The NY Daily News is reporting on the Flushing Commons pot sweetener that we commented on yesterday: "A day before the City Council is set to vote on the controversial Flushing Commons project, the city has made a multimillion dollar concession to help area merchants. The city announced Wednesday that it will nearly triple its assistance plan - from $2.25 million to $6 million - to aid downtown Flushing businesses during construction of the 5-acre housing and retail complex. "This will go a long way to try and ease their pain," said Councilman Mark Weprin (D-Hollis), who made the announcement at a Zoning and Franchises Subcommittee hearing. "This meant a lot to us - to protect those small businesses during construction," he said."
Unfortunately, despite Weprin's real earnest concern for the merchants, most shopkeepers were not buying that the remediation would do much good-with Union Street head Ikwan Rim telling us that this is a dagger in his heart that no amount of mitigation will help change. The most important concession, however, involves parking: "Maybe most significant is the $3 million that will go toward a program to alleviate parking issues while the development is built atop a 1,100-space municipal parking lot.
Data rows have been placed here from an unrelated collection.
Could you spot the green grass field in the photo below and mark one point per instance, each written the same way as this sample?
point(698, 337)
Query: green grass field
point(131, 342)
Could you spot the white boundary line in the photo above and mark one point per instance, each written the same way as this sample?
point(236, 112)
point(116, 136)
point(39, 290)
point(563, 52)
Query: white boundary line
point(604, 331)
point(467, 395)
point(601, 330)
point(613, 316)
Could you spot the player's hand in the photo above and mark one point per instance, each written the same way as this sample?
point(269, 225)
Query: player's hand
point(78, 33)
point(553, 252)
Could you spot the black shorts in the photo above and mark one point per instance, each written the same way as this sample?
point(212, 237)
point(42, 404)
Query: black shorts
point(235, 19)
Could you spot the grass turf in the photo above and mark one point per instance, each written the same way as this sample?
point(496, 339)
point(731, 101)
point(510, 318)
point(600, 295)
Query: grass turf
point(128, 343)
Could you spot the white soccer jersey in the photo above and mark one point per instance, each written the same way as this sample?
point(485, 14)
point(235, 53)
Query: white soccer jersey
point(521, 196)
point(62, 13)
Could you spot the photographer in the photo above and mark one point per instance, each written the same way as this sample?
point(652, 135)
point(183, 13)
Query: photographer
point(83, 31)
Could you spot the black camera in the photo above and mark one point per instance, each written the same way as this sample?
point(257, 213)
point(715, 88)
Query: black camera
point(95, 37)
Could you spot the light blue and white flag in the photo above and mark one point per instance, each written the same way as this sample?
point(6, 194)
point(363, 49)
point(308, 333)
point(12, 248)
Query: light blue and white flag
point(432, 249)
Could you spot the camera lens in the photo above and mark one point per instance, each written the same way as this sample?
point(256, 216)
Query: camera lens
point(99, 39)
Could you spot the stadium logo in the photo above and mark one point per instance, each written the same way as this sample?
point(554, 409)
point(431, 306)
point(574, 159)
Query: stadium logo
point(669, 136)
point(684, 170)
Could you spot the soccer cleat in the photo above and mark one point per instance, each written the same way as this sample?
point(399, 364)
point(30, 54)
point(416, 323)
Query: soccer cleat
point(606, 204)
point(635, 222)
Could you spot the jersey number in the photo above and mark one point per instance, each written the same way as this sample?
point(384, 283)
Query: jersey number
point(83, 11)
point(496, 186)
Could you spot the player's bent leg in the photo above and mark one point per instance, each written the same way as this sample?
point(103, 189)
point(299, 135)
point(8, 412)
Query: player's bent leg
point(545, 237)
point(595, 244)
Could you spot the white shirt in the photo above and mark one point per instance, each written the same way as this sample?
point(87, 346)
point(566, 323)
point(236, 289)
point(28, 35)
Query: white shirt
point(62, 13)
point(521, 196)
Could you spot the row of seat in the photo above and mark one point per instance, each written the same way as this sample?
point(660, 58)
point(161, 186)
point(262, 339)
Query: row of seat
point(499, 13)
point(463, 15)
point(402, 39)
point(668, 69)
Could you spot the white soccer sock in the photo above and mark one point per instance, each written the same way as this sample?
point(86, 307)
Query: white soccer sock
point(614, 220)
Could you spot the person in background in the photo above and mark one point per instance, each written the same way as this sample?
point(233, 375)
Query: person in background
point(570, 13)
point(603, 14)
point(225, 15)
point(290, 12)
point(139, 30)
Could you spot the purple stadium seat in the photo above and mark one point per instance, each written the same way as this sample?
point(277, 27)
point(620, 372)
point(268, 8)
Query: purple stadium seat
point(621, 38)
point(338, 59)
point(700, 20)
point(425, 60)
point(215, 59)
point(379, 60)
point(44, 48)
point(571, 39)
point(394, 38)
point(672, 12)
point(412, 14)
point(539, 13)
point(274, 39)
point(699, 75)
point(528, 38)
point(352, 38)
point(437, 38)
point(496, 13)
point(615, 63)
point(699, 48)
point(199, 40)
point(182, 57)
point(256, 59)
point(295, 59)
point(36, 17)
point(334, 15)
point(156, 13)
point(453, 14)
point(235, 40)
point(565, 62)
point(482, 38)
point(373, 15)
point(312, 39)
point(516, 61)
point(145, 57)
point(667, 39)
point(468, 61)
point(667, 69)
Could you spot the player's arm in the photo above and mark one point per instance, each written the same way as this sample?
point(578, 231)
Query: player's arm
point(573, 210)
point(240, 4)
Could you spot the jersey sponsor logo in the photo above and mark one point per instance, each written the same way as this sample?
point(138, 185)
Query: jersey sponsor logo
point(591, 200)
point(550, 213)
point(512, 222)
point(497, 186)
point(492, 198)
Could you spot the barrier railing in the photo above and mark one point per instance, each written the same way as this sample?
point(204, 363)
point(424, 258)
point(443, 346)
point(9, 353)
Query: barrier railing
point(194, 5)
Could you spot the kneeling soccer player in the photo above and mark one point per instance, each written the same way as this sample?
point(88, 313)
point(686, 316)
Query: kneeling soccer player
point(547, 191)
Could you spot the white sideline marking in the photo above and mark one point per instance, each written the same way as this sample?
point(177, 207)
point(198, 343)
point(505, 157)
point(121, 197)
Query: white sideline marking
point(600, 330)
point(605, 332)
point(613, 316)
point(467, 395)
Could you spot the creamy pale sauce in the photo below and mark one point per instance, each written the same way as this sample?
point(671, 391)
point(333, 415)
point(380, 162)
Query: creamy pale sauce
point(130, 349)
Participating merchants will be able to provide customers with free or discounted parking during construction. The city will also cap parking rates in the complex's new 1,600-spot garage for five years after construction is completed."
The parking issue has been front and center-to the chagrin of Streetsblog, where the efforts of Council member Halloran in this regard were ridiculed: "Most people who testified, however, believed 1,600 parking spaces would be unacceptably few. Without the ability to park all day at the municipal lot, said one Union Street merchant through a translator, "I have to give up my job. I don't want to lose my job and I oppose this project." Her sentiment was repeated over and over again. Elected officials responded by calling for more and cheaper parking, seemingly unaware that their position would take a toll on housing affordability, transit service, street safety, and the bottom lines of many businesses. Council Member Dan Halloran, who represents a neighboring district, identified himself as a Republican normally inclined to support new development, but found himself an outspoken opponent of the parking plan for Flushing Commons. "It would seem to me that if you put in 620 new units of people living there and thousands of square feet of businesses," argued Halloran, "saying there's 500 more spots quickly gets eaten up."
What the blog is arguing here doesn't make much sense: "Basic concepts, like the fact that adding more parking will exacerbate Flushing's grinding congestion, not alleviate it, or that free parking is bad for business, simply haven't begun to penetrate the consciousness of most council members, who wield final authority over major land use decisions. Sustainable transportation advocates have a long way to go in educating our legislators about how parking really works."
What's missing here, is an awareness by the blog that it is the Flushing Commons project itself-with its 570,000 sq. ft. of additional retail and commercial space-that doesn't make sense. The parking issue devolves from the fact that the muni lot is servicing these local small businesses-whose customers are driving to shop at the rate of 70%. Streetsblog may abhor this fact, but it is an economic engine for Flushing nonetheless. The parking being provided, however, will be eaten up by the development itself.
This doesn't stop the blog from actually considering developer TDC as a model for sustainable development: "The irony here is that the project's developer, TDC Development President Michael Meyer, quotes parking guru Donald Shoup and understands the connection between parking policy and broader transportation goals. When the committee members fretted about the traffic that the project would generate, Meyer reminded them of "the congestion that overproduction [of parking] would create." In defending the amount of parking at Flushing Commons, Meyer explained that under the proposed pricing scheme, which would charge less for long-term stays than short-term parking, more customers would get to use each space over the course of the day. Meyer is the kind of developer whom a city interested in using parking policy as a lever for sustainability could work with."
How silly-an an indication just how theory and practice bump into each other with the latter taking a beating. Flushing Commons, as we have pointed out, assigns half of its end users to the transit system-when the system is being overloaded and will be unable to accommodate these new riders. The parking issue is a side issue to this elephant in the room, and after all of the Streetsblog obsession with it, the realization comes to it with this epiphany: "Over the life of this project, a potent mix of motorist demands, political bluster, and policy ineptitude have combined to produce a proposal that contradicts the core principles of PlaNYC, all under the approving gaze of Mayor Bloomberg. And it may get even worse."
And it certainly will-but too much parking isn't why it will. A fraudulent review process that fails to consider transit capacity will be seen, when the dust settles, as the ultimate villain-and no amount of remorse money will change any of this.